Dear Stupid Parents,
London is experiencing something of a heatwave at the moment and it is not only amazing, but potentially life-changing (at least a little bit, for a little while.) Ok, ok, I’m kind of exaggerating but isn’t there just something about the sun and being outside that massages the soul and makes your cares melt away?
This weekend was hot hot hot so we met up with some friends for a picnic in the park – lots of food, lots of friends to help look after the boys, and – of course – alcohol. Specifically, prosecco – ’cause we were celebrating life and weekends and friendship. It was a glorious day, not least of all because being marginally tipsy is the most perfect state of being for a sunny weekend; we were all so full of love and laughter that I honestly felt able to forget about the fact that we all woke up bleary eyed after Baby Boy’s reeeeally poor sleeping the night before and that the Husband and I are both so homesick for our respective countries at the moment that we shuffled round the house in the morning barely speaking – me wiping the odd rogue tear and him drinking cup of tea after cup of tea. (A sure sign he ain’t totally ok.)
Fast forward a couple of hours and we were in the company of good friends in a wide open space with Baby Boy fast asleep in the pram, (he’s got day and night completely mixed up, apparently) and Toddler Boy tearing round the place showing off his new-found scooter skills.
Before we got fully tipsy and began declaring our love for each other and summer and cheese, we spent some time talking about the things that inevitably crop up in most conversations between friends at this point in 2017 – namely Trump, Syria and the colossal loss of life that just.keeps.happening.
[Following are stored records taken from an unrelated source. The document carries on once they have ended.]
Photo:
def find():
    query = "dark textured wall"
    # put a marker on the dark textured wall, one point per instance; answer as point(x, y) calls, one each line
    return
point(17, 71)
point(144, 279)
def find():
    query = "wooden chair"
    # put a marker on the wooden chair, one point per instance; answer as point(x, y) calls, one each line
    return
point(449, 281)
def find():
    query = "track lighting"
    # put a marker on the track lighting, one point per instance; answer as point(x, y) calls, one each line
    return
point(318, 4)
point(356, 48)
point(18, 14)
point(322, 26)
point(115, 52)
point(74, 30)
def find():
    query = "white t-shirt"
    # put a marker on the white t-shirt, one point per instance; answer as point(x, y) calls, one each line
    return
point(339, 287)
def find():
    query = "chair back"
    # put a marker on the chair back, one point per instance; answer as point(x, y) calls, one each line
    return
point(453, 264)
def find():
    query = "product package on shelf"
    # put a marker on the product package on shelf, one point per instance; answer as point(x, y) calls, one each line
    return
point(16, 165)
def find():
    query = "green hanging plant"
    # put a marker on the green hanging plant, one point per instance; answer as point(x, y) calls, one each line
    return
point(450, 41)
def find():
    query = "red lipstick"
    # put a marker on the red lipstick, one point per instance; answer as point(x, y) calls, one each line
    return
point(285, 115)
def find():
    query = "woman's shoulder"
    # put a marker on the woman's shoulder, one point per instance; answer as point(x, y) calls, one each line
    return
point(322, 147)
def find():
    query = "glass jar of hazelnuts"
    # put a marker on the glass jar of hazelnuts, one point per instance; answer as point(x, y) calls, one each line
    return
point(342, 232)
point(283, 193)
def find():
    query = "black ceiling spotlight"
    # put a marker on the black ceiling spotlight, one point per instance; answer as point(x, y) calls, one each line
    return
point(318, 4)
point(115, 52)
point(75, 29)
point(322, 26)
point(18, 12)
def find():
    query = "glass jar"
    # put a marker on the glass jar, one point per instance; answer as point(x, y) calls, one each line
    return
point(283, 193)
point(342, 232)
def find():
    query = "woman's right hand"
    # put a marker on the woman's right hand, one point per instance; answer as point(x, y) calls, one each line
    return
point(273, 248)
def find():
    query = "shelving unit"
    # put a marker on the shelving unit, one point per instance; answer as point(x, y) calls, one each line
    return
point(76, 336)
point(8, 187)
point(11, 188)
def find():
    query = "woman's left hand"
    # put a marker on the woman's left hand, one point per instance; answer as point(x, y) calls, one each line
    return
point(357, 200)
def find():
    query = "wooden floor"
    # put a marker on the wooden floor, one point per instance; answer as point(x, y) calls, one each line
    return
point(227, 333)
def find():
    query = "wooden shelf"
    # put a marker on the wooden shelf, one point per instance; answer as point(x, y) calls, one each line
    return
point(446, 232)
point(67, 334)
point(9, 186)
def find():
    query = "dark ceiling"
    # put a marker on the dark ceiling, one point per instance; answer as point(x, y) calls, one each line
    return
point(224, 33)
We all agreed that our hearts were aching and that turning on the 10 o’clock news is like playing chicken with your emotions. After not very long, to be honest, I had to ask that we change the subject; don’t get me wrong, I think it’s important that we don’t hide away from the atrocities that are happening across the world – knowledge encourages an emotional response that in turn, spurs action, which we desperately need from all corners to help sort out this mess – but since becoming a parent, I am much less able to handle this stuff, and I was pretty bad at it before. Tears come easily and the rage I feel at these injustices can ruin even the nicest occasions so I made my request and my lovely friends granted it. But before we moved on completely, we took a moment to look around the park, to acknowledge the happy children, the smooching teens, the new parents, the grandparents, the ice-cream van, the runners, the dog-walkers, the dogs, the football coaches and the little ones playing football – all under the same sky, the same sun and we agreed that there is beauty in this world; so much of it, and when we see the love and feel the love, we can spread the love.
I don’t know what the answer is on a grand, international scale but what I learned this weekend is that when we’re faced with trouble, be it a sleepless night or the emotional low after watching the news, it’s a good idea to grab your loved ones, grab a bottle, sit in a park and say ‘I love you, now pass the prosecco.’